Asimismo, debe revisarse el sistema de bebederos para evitar acumulación de agua y proliferación bacteriana, y monitorear la calidad del aire dentro de los galpones, pues el exceso de amoníaco y polvo compromete la mucosa respiratoria y facilita la infección viral.
Nutrición e inmunidad intestinal: la base de una respuesta efectiva
Otro aspecto frecuentemente subestimado es el rol de la nutrición en la inmunidad. En campo se observan numerosos casos de tránsito rápido intestinal, pérdida de mucosa y baja absorción de nutrientes, generalmente relacionados con la presencia de micotoxinas en el alimento. Estos compuestos no solo afectan el rendimiento zootécnico, sino que inmunosuprimen al ave, dejándola vulnerable ante agentes como el metapneumovirus.
Por ello, es indispensable fortalecer los programas de control de calidad del alimento, incorporar adsorbentes de micotoxinas, y evaluar la inclusión de probióticos y prebióticos que favorezcan la salud intestinal. Recordemos que el 70% del sistema inmune del ave se encuentra asociado al tracto digestivo; si esta barrera falla, ningún programa vacunal o desinfección compensará la pérdida de defensa.
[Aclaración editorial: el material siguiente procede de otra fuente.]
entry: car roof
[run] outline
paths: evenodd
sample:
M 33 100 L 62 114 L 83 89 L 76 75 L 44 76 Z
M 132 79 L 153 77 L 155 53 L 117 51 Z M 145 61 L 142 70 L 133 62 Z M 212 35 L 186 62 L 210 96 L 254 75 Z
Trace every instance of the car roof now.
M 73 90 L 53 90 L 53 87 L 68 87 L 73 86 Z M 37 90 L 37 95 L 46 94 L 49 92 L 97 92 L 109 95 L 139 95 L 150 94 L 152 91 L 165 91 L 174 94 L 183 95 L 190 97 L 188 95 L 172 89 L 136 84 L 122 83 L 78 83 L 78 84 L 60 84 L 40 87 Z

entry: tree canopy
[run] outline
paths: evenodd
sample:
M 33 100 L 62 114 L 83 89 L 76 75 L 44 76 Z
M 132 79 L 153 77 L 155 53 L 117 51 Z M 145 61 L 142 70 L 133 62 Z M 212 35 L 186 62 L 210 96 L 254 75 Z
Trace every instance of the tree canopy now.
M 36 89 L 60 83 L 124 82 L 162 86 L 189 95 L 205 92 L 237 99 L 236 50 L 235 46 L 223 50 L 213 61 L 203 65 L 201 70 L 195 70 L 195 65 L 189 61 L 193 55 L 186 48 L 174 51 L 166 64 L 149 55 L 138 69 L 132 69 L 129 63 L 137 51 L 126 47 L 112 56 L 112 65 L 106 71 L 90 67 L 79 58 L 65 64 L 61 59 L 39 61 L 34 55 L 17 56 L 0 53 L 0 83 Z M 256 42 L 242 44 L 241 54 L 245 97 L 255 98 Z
Un trabajo conjunto por la sostenibilidad y el bienestar animal
El éxito sanitario frente al síndrome de cabeza hinchada —y frente a cualquier enfermedad respiratoria— depende del trabajo articulado entre veterinarios, empresarios, técnicos y operarios. Debe existir comunicación constante y una planificación preventiva que contemple no solo la enfermedad en sí, sino los factores ambientales, nutricionales y de manejo que la agravan.
La sostenibilidad de la producción avícola peruana requiere equilibrio entre productividad, sanidad y bienestar animal. Aplicar buenas prácticas de bioseguridad, garantizar un manejo adecuado de la vacunación y mantener un enfoque integral sobre el estado inmunológico de las aves son pasos esenciales para minimizar las pérdidas y asegurar la rentabilidad, incluso en condiciones adversas de calor.
El Síndrome de Cabeza Hinchada es un desafío, pero no un enemigo invencible. Con conocimiento técnico, compromiso y disciplina sanitaria, las granjas de la costa peruana pueden mantener su productividad y seguir consolidando una avicultura competitiva, saludable y sostenible.